John Gruber: Apple working on ‘the biggest camera jump ever’ for the next iPhone

iPhone 6 camera focus pixels

In the latest episode of The Talk Show, famed Apple pundit John Gruber mentions that he’s heard “from a birdie of a birdie” that Apple is working on the “biggest camera jump ever” for the next iPhone, as first noted by The Tech Block.

He’s heard little in terms of camera features aside from a brief mention of a “weird two-lens system” that should take the next iPhone’s camera into “DSLR quality imagery,” those are Gruber’s exact words.

Apple’s been using a five-element lens design for iPhone back cameras since the 2011 introduction of the iPhone 4s.

“The specific thing I heard is that next years camera might be the biggest camera jump ever,” he said on the show. “I don’t even know what sense this makes, but I’ve heard that it’s some kind of weird two-lens system where the back camera uses two lenses and it somehow takes it up into DSLR quality imagery.”

He didn’t mention anything in terms of the CMOS brand Apple might use. The iPhones and iPads traditionally use CMOS sensors for the rear camera supplied by Sony, with the latest models ditching OmniVision parts for the front-facing camera in favor of Sony.

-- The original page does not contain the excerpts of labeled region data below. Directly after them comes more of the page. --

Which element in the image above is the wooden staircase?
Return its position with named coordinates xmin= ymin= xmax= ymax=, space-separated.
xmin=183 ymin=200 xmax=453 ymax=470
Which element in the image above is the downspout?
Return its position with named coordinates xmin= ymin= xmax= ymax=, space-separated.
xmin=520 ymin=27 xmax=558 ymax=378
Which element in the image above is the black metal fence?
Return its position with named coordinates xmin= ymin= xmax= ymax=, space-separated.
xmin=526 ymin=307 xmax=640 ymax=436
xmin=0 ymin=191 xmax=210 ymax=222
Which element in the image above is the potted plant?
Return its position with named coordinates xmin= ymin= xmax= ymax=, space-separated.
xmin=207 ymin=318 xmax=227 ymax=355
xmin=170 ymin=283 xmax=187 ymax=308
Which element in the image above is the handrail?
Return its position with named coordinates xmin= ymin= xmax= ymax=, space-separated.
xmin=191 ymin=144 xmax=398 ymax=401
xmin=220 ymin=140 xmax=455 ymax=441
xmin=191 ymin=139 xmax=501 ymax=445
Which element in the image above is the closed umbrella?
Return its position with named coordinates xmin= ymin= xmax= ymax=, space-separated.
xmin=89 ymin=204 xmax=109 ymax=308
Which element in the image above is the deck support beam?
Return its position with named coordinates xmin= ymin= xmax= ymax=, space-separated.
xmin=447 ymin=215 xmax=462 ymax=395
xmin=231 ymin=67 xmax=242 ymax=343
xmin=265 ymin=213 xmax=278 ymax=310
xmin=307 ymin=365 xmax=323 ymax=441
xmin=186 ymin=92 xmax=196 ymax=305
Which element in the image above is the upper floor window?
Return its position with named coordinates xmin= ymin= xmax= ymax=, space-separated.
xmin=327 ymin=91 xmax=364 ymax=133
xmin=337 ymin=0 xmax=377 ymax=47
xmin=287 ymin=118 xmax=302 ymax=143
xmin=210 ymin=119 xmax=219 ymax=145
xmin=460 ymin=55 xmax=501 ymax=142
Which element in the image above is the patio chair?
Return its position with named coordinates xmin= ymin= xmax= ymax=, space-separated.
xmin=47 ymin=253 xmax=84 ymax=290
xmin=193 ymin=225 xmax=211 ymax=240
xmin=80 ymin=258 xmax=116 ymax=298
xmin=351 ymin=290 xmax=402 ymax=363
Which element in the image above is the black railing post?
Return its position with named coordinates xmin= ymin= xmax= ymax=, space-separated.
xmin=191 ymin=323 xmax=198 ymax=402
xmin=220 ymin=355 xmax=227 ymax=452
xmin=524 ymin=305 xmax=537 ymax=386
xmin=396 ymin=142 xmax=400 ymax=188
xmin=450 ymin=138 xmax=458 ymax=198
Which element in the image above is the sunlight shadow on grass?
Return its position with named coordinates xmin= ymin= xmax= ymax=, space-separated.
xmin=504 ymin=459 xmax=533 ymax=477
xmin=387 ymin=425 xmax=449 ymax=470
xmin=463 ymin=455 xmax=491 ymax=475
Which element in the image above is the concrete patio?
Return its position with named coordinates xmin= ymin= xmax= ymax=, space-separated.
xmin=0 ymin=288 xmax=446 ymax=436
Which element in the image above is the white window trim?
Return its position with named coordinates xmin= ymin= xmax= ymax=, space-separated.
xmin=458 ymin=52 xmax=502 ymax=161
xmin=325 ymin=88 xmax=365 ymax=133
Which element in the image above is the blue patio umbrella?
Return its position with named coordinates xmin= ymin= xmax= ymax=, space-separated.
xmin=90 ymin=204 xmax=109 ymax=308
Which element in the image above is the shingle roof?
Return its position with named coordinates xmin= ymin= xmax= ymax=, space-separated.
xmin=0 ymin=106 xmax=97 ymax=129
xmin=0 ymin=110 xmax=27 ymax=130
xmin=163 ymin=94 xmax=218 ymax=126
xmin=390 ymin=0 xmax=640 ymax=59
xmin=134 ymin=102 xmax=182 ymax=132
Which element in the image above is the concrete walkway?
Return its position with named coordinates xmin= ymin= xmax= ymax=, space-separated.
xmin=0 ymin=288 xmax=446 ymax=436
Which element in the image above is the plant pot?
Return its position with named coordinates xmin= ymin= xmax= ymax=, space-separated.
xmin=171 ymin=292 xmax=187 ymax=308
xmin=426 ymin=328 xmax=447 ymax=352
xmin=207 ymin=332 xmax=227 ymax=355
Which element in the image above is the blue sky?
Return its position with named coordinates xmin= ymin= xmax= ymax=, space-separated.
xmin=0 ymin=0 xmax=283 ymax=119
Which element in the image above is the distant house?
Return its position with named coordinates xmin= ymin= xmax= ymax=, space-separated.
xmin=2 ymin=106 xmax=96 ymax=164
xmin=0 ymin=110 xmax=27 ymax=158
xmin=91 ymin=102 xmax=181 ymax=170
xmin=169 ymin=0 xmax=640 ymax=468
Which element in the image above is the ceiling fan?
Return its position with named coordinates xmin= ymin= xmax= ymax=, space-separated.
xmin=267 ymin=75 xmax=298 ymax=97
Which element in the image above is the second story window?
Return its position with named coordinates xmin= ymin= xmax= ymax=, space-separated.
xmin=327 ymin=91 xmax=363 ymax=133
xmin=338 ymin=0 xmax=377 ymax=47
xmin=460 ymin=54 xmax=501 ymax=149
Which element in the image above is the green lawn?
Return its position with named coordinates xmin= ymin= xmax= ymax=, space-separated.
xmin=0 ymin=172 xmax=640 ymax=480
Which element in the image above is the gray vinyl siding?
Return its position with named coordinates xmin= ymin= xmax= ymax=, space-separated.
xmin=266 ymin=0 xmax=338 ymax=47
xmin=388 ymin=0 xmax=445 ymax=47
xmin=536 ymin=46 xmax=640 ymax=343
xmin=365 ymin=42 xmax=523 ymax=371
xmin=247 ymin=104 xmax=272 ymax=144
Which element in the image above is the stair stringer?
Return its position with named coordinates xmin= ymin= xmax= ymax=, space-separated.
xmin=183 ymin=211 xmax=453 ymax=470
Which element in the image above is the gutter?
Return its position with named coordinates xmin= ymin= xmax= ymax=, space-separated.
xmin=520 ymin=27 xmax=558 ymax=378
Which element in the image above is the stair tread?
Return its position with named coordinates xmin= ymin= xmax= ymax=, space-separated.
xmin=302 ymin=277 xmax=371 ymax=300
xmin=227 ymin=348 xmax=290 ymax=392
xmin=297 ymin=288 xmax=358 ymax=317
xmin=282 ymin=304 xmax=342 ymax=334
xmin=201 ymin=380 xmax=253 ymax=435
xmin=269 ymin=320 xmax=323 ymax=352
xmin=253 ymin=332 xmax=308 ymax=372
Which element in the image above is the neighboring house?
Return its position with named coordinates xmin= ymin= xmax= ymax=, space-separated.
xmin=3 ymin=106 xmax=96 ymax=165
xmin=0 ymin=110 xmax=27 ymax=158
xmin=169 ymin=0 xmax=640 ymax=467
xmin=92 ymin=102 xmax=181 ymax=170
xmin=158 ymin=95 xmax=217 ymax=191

Interestingly enough, the Japanese consumer electronics giant announced yesterday its next-generation smartphone camera sensor featuring a 21-megapixel Exmor RS IMX230 sensor that can shoot video in 4K resolutions using HDR image technology and fit inside a tiny 1/2.4-inch design.

iPhone 6 gray silver gold back camera

The sensor could easily make its way onto future iPhones and iPads.

It’s unclear whether Gruber was referring to Sony’s newly announced sensor. It’s entirely conceivable that the two-lens system Gruber briefly talked about would bring interchangeable lenses to the next iPhone.

Apple owns numerous patents related to mobile photography, including a high-resolution iPhone camera with optical zoom, a Lytro-like refocus able camera technology and another one detailing interchangeable iPhone camera lenses, pictured below.

That invention would allow for interchangeable camera lenses like those used in DSLRs and other mid-to-high-end cameras, thanks to a fastening mechanism that would use a series of small bayonet mounts located on both the phone and the lens.

Apple patent (interchangeable camera lens 001)

“Rotating the lens in one direction would align the bayonets on both ends, attaching the lens to the camera,” explains ArsTechnica. “Rotating it in the opposite direction would detach them.”

Gruber is clearly among people in the know. Not only is he privy to the inner workings of the California firm, his opinions and reactions to Apple news published at Daring Fireball, his personal blog, reverberate around the blogosphere.